GLOSSARY :: P ::
Phenotype: The physical constitution of an organism as determined by the interaction of its genetic constitution and the environment.
Phylogenesis: The sequence of events involved in the evolution of a species. See Species.
Plasmid: Autonomously replicating, extrachromosomal circular DNA molecules, distinct from the normal bacterial genome and nonessential for cell survival under nonselective conditions. Some plasmids are capable of integrating into the host genome. A number of artificially constructed plasmids are used as cloning vectors.

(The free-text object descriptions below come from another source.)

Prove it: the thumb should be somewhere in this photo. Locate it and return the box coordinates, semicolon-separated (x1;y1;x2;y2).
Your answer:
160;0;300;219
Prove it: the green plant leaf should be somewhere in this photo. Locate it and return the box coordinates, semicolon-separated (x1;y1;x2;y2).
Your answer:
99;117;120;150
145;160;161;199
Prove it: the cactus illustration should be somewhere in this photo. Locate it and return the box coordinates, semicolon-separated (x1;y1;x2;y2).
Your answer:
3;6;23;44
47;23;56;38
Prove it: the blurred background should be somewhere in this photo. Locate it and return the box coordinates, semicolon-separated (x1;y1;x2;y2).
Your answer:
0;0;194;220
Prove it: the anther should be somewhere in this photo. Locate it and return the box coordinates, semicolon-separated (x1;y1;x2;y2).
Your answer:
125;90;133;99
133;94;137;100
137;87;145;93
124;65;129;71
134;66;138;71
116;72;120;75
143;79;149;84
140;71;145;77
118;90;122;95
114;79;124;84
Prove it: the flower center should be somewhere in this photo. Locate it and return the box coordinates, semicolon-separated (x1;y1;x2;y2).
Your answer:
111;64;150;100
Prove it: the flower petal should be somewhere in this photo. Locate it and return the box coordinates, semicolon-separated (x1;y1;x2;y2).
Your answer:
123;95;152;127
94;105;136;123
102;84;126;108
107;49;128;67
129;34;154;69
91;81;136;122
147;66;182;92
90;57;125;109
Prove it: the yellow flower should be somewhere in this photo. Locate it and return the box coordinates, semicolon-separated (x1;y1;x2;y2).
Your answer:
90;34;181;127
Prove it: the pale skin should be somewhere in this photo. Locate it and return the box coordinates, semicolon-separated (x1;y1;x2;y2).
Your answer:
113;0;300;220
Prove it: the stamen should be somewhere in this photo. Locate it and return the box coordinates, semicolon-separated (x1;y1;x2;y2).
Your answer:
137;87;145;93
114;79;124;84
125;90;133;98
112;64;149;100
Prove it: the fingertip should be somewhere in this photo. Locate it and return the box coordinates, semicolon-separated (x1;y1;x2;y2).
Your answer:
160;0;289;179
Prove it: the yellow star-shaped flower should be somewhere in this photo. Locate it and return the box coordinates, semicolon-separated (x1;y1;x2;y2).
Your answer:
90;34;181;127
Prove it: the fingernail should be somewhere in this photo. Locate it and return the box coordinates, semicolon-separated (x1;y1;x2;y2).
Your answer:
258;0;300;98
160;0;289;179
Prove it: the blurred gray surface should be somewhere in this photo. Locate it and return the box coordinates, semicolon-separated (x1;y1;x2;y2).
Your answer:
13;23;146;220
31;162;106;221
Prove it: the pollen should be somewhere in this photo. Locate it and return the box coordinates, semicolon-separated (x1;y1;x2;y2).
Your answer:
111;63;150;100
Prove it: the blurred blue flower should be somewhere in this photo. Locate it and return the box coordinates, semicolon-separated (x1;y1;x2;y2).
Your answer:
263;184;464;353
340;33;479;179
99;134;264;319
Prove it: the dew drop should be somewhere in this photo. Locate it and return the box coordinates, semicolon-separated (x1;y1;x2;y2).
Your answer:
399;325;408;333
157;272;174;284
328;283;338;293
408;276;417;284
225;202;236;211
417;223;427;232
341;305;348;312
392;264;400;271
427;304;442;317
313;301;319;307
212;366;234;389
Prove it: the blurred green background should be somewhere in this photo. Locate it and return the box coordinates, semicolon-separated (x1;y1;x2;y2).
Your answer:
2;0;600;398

Polymer: A molecule made up of smaller units bonded to form a chain.
Polymerase Chain Reaction (PCR): A reaction that uses the enzyme DNA polymerase to catalyze the formation of more DNA strands from an original one by the execution of repeated cycles of DNA synthesis.
Procaryotes: Simple organisms that lack a distinct nuclear membrane and other organelles. See Eucaryotes.
Protein: A polymer compound composed of 20 amino acids (actually of more amino acids, but they result from additional chemical modification). Proteins are essential for a cell to live. They form its skeleton, catalyze chemical reactions, perform regulatory and transportation functions. Each protein molecule in the living cell has a complex spatial structure. See Polymer, Amino Acids.
Proteom: The set of all the proteins synthesized in an organism (analogous to genome). See Genome.
Proteomics: Total protein analysis; it reflects the dynamic situation of a cell, providing information regarding the rate of expression and regulation of individual cell proteins.